雪の降る中、コムギが感じた魔力の元へとたどり着くと、
?「…ぼ、ぼくの…ペン…ダン…ト…返し…て。」
男「ガキがこんないいもん持ってても勿体ねえよなあ!?」
(!!!!)
小さな男の子が大人の男に暴力を振るわれている。
コムギの村には暴力を振るうような大人はおらず、初めての光景に足が竦む。
(あんな小さな男の子を…!)
コムギはどちらの視覚にも入らない位置から2人を見ていた。
助けなければならない、そう思うが足が動かない。
コムギの背中を嫌な汗が辿った時だった。
その男の子が自分の魔法を大人の男にぶつけようとしていた。
男「そんな魔法で俺にかなうわけねえだろ!それともなんだ?ここで…死ぬか?」
その言葉に勝てないとわかっていたのか、男の子は泣きながら下を向く。
(…こんな、こんな事があっていいわけない!)
そう思いその場に飛び込もうと思ったコムギだったが、
?「ユノー!!!!!!!!」
コムギがいる方向とは逆の方向からユノと呼ばれた男の子と同じような年齢の男の子が走ってくる。
そしてそのまま男に掴みかかって行った。
男「なんだ、このガキ!」
?「それはユノのだ!返せー!!!」
男はもうひとりの男の子を殴りながら振り払う。
だが、何度殴られて振り払われてもその男の子は向かっていく。
?「返せー!!!!!」
鼻を殴られたのか鼻血が出て、目も腫れているにも関わらず何度も、何度も向かって行く。

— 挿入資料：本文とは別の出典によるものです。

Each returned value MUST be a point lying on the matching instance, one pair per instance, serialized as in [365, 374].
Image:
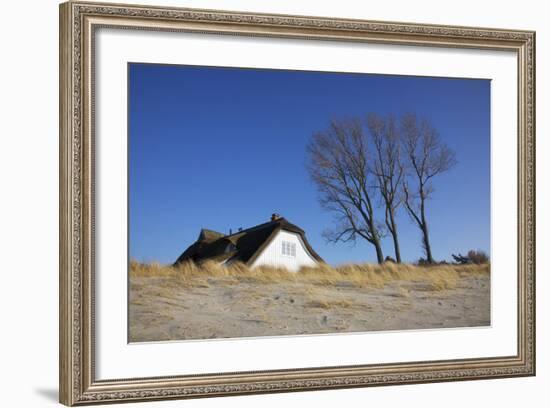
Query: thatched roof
[243, 246]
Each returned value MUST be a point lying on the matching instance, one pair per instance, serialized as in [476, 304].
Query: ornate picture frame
[78, 24]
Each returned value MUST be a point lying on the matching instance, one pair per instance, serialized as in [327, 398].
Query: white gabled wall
[272, 255]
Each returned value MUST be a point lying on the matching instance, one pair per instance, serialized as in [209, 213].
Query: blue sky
[223, 148]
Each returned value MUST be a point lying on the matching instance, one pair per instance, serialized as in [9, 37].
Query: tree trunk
[425, 235]
[379, 253]
[393, 230]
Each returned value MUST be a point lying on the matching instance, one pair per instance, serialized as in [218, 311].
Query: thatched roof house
[275, 243]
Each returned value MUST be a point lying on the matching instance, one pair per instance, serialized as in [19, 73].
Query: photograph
[269, 202]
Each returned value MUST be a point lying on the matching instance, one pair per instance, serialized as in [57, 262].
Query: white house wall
[272, 255]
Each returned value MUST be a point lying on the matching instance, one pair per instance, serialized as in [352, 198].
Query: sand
[163, 309]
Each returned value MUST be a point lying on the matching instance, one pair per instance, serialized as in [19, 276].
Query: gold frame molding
[78, 21]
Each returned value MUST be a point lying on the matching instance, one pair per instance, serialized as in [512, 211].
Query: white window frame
[288, 249]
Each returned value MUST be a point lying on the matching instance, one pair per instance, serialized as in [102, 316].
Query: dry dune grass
[437, 277]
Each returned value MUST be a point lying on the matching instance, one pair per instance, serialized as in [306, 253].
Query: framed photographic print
[256, 203]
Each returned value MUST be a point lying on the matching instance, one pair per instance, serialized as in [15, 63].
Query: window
[289, 249]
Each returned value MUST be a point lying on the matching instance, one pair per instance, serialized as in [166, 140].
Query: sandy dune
[220, 307]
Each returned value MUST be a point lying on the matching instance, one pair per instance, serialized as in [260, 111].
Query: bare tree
[427, 156]
[386, 166]
[338, 165]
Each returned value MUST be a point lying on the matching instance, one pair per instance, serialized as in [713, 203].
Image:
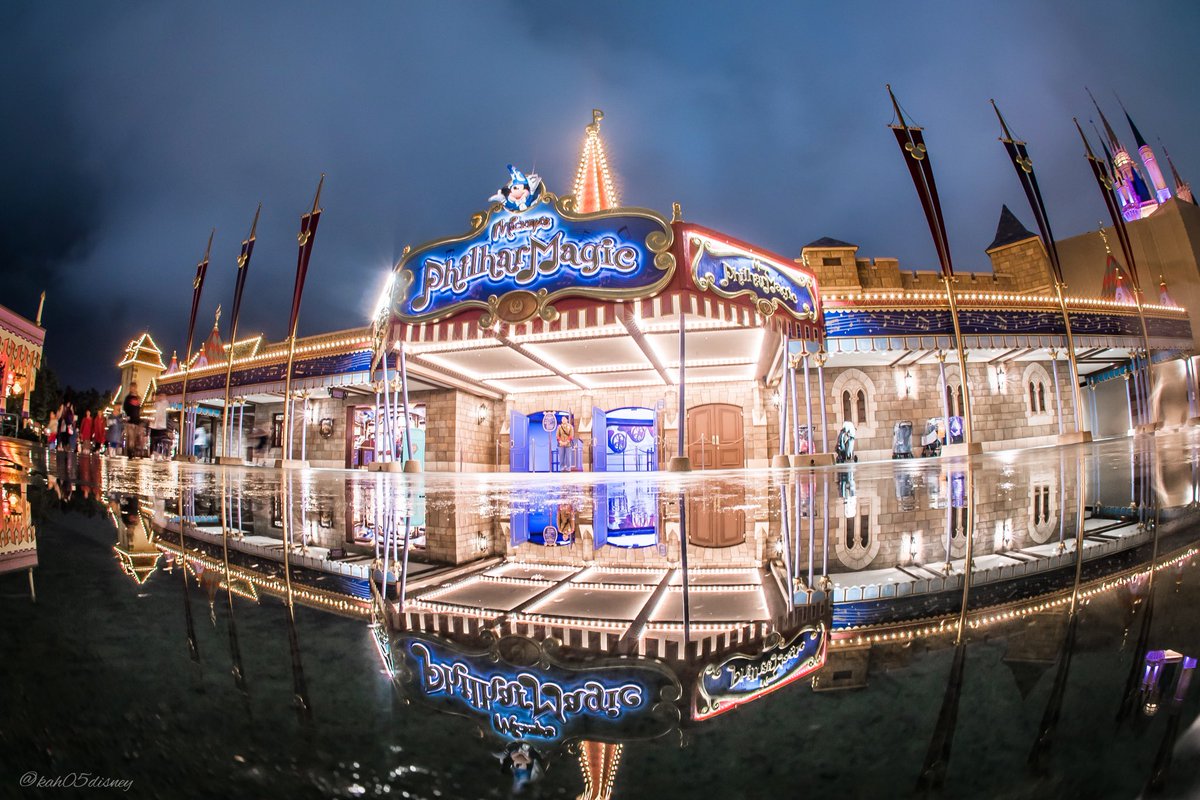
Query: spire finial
[1108, 128]
[594, 190]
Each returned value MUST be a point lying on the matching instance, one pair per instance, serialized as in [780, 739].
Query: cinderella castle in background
[1139, 198]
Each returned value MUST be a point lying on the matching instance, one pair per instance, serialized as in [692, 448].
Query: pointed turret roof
[1009, 230]
[594, 190]
[142, 350]
[1182, 190]
[827, 242]
[1137, 134]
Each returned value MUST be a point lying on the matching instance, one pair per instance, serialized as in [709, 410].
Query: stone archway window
[1037, 382]
[856, 395]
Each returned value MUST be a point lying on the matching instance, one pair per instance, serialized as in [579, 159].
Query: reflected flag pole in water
[937, 757]
[239, 675]
[305, 239]
[185, 510]
[1039, 755]
[1129, 695]
[1024, 166]
[912, 144]
[197, 288]
[247, 248]
[299, 685]
[821, 358]
[1104, 181]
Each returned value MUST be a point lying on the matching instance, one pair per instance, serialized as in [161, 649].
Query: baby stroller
[931, 440]
[901, 439]
[845, 446]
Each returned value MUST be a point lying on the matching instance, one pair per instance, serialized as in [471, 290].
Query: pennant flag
[912, 145]
[305, 238]
[1024, 166]
[197, 288]
[247, 248]
[1105, 184]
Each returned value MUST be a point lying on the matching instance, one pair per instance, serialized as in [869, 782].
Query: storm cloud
[133, 128]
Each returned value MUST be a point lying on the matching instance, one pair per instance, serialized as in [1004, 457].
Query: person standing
[52, 428]
[132, 408]
[67, 428]
[97, 432]
[201, 441]
[85, 432]
[564, 435]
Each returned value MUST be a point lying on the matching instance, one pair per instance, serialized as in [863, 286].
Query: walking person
[85, 432]
[97, 433]
[132, 408]
[201, 441]
[52, 429]
[564, 435]
[67, 428]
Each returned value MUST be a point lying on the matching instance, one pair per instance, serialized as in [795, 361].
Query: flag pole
[243, 268]
[1105, 185]
[197, 288]
[307, 228]
[913, 146]
[1024, 166]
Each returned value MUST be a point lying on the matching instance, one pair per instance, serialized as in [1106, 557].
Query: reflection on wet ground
[1015, 625]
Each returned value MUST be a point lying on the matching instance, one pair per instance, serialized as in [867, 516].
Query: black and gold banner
[247, 248]
[912, 145]
[306, 236]
[1024, 166]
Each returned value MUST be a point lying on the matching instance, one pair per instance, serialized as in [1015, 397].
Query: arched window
[856, 392]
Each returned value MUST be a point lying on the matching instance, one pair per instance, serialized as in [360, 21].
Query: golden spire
[594, 188]
[599, 762]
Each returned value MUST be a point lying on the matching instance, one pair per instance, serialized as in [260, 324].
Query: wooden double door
[717, 440]
[715, 437]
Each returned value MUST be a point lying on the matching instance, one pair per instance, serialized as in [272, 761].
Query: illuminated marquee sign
[547, 699]
[515, 264]
[744, 678]
[733, 271]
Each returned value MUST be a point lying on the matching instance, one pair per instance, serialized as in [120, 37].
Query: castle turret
[594, 188]
[1135, 200]
[1147, 158]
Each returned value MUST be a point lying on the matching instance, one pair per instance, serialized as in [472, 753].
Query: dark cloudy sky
[131, 128]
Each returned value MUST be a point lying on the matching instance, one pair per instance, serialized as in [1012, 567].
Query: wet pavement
[1017, 625]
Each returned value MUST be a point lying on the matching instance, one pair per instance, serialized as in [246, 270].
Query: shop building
[21, 356]
[627, 323]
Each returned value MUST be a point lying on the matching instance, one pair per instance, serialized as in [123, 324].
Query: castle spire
[1147, 158]
[1182, 190]
[1108, 128]
[1132, 193]
[594, 188]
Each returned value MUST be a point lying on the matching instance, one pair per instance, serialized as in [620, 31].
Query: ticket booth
[534, 446]
[624, 440]
[625, 515]
[544, 521]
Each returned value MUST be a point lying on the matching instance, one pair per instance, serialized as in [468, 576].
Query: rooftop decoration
[594, 190]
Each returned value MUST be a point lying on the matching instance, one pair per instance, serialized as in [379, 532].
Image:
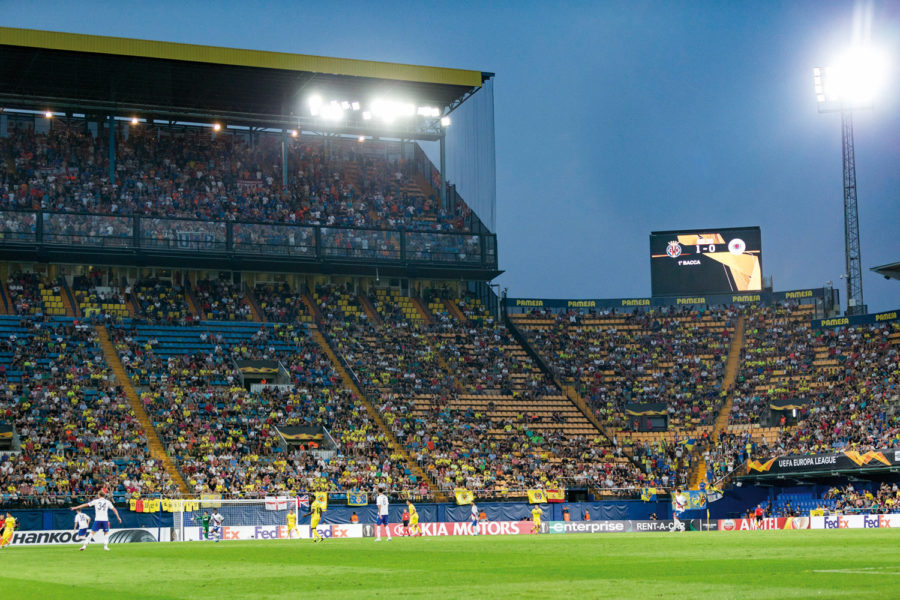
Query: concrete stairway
[373, 315]
[698, 473]
[157, 451]
[72, 309]
[454, 310]
[396, 447]
[192, 303]
[423, 310]
[253, 303]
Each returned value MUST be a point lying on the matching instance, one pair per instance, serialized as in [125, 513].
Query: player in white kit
[382, 503]
[215, 522]
[680, 501]
[101, 507]
[82, 522]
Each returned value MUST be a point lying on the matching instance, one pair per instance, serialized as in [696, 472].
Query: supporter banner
[116, 536]
[872, 319]
[556, 495]
[763, 524]
[278, 532]
[695, 499]
[855, 522]
[843, 461]
[464, 528]
[357, 498]
[537, 497]
[464, 496]
[625, 526]
[706, 299]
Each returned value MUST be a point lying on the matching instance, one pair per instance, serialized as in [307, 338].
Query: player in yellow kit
[536, 513]
[292, 524]
[9, 526]
[315, 514]
[413, 520]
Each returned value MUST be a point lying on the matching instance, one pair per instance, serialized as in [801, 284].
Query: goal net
[241, 519]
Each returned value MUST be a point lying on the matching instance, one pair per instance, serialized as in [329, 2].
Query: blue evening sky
[612, 119]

ユノと呼ばれた少年はその光景をビックリしたような表情で見ていた。
(あの子、あんなにやられてるのに向かっていってる。痛いはずなのに怖いはずなのに、。)
何度振り払っても向かってくる男の子に嫌気がさしたのか男が倒れている男の子に魔法を使おうとしていた。
?(くそっ!絶対に絶対に諦めねえ…!!)
そんな気持ちとは裏腹に自分に向かってくる魔法を見て少年は思う。
?(…あ、おれ死んだ…。)
その時だった。
辺りが一瞬眩しくなり、その一瞬のうちに少年の前に女神のような綺麗な女の子が立っていた。